Но странным было то, что Даго Господин никогда об этом ни с кем не разговаривал, даже в Великим Сборщиком Налогов и Великим Канцлером. По его приказу опустел двор в Гнезде. Не было в нем слыхать голосов девок или слуг, сам же он, подобно медведю в клетке, мрачно прохаживался по опустевшим от людей помещениям и, как ходили слухи, громко разговаривал сам с собой. Единственным лицом, кто имел к нему доступ, был Петронас, но и он, пускай и скрывал это от окружающих, не был в состоянии вынудить, чтобы ему были даны хоть какие-нибудь приказы, даже по важным государственным делам.
Трижды Петронас падал перед Даго на колени и умолял:
— О, Даго Повелитель и Господин, дай мне название, ибо важно лишь то, что было названо. Знаю я, что несчастье способно отобрать у человека волю. Но ты ведь не обычный человек, а только повелитель.

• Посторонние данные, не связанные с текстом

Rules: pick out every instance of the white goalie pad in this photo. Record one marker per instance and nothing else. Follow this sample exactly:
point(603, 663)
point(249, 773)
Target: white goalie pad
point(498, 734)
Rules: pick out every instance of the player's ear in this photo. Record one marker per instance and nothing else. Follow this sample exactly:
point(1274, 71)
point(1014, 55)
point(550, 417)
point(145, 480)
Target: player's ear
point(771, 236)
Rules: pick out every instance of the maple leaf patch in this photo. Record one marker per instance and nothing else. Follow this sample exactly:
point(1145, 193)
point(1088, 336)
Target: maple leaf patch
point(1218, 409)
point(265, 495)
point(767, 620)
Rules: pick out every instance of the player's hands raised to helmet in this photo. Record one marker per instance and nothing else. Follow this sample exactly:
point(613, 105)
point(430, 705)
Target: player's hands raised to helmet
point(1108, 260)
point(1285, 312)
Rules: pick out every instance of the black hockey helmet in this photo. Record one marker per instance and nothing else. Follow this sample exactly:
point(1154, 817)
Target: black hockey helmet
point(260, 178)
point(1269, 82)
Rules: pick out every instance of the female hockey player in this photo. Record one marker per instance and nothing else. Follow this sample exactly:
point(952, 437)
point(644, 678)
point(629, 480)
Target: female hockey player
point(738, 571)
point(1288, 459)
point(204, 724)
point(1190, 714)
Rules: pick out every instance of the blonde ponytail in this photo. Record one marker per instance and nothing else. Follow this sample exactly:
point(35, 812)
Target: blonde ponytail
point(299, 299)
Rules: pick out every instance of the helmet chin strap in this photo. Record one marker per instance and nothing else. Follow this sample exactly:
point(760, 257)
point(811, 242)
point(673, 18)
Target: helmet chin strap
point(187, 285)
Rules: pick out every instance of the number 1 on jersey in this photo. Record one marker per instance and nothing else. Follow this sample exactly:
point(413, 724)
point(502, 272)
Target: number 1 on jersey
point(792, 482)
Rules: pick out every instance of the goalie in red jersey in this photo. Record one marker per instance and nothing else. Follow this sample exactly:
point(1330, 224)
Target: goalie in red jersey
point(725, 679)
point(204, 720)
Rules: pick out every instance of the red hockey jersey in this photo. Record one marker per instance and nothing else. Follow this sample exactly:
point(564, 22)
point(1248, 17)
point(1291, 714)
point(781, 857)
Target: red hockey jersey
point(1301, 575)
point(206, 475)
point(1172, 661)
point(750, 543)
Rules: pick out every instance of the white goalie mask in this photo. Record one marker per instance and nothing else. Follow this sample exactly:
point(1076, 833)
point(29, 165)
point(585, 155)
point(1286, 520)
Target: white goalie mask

Дай мне название, и буду я твоей волей и твоим указанием.
Только Даго Господин молчал и глядел на стоящего на коленях у его ног Петиронаса так, словно бы вообще не видел его.
Только лишь в четвертый раз он неожиданно вышел из своей задумчивости и, положив ладонь на голову стоящего на коленях Петронаса, произнес:
— Не желаю я видеть людей. Желаю быть сам, ибо это единственное лекарство для моей болезни.
— Так следует ли мне, повелитель, готовить войну со Сватоплуком?
— Я ведь уже сказал: не должно быть ни войны, ни мира, — гневно ответил Пестователь.
— Тогда дай мне название, повелитель. Без названия я никто.
Задумался вновь Даго Пестователь, а потом заявил:
— Исполняй волю мою, вот твое название.
И ушел, чтобы снова кружить по опустевшим помещениям двора, а Петронас долго еще стоял на коленях, где повелитель оставил его.
Тем временем, в Гнездо пришло известие, что Лестек, первородный сын Пестователя, во главе тридцати воинов, выступил из Познании, чтобы предстать перед Пестователем и получить от него разрешение на поиски Зоэ.